I’m really glad this thread exists because I’m in the same boat about 5.1 getting retired, and I wanted to share a concrete way I’ve been comparing 5.1 Thinking and 5.2.
I’ve been running a lot of informal A/B tests between the two models. My process is pretty simple and repeatable:
-
I open one chat with GPT-5.1 Thinking and one with GPT-5.2 Thinking.
-
I give both chats the exact same prompt, attachments, and context, copied and pasted. For example, “Help me answer this discussion board question in my own voice,” or “Rewrite this email to sound more natural and human.”
-
After both models reply, I copy their outputs into a new message and label them “Response Version 1” (which is the response 5.1 gave) and “Response Version 2” (which is the response 5.2 gave) without saying which model wrote which.
-
I then ask each model something like: “Here are two responses to the same prompt. Which one is stronger and why?”
-
I repeat this across different tasks: scripts, essays, discussion board replies, explanations, product reviews, etc.
What’s wild is that in roughly 90 percent of these comparisons, both models pick 5.1’s answer as better. Even 5.2 consistently prefers the 5.1 output when it doesn’t know which one it wrote.
The reasons it gives usually line up with what people in this thread are already saying:
- 5.1 sounds more natural and less mechanical
- It follows nuanced style instructions more closely
- It organizes ideas better and adds useful detail without rambling
- It feels more like a human collaborator instead of a template generator
So from my perspective, it isn’t just a “vibe” thing.

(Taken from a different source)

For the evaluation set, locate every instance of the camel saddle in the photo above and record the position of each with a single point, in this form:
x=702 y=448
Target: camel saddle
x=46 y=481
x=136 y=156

When the newer model is repeatedly judging blind and still saying “the other response is better,” that feels like a pretty clear signal that 5.1 is still the stronger model for a lot of real world creative and writing tasks.
I understand from the support reply that retirement decisions happen at a broader platform level and can’t be reversed just because a few threads ask for it. But I really hope the team takes this kind of side by side evidence seriously. I attached a screenshot that show 5.2 explicitly choosing 5.1’s answer and explaining why. I can provide many more screenshots of this happening as well as the actual results from both models so you can see the clear degradation in quality from 5.1 to 5.2 if needed.
At minimum, it would help a lot if 5.1 could stay available as a legacy or “creative” option for Plus users instead of being removed entirely. For many of us who use ChatGPT mainly for writing, research synthesis, and long running projects, 5.1 isn’t interchangeable with 5.2 at all. And when the newer model itself keeps saying the older one is doing a better job, it’s hard to understand why that older one has to disappear instead of staying as another tool in the toolbox.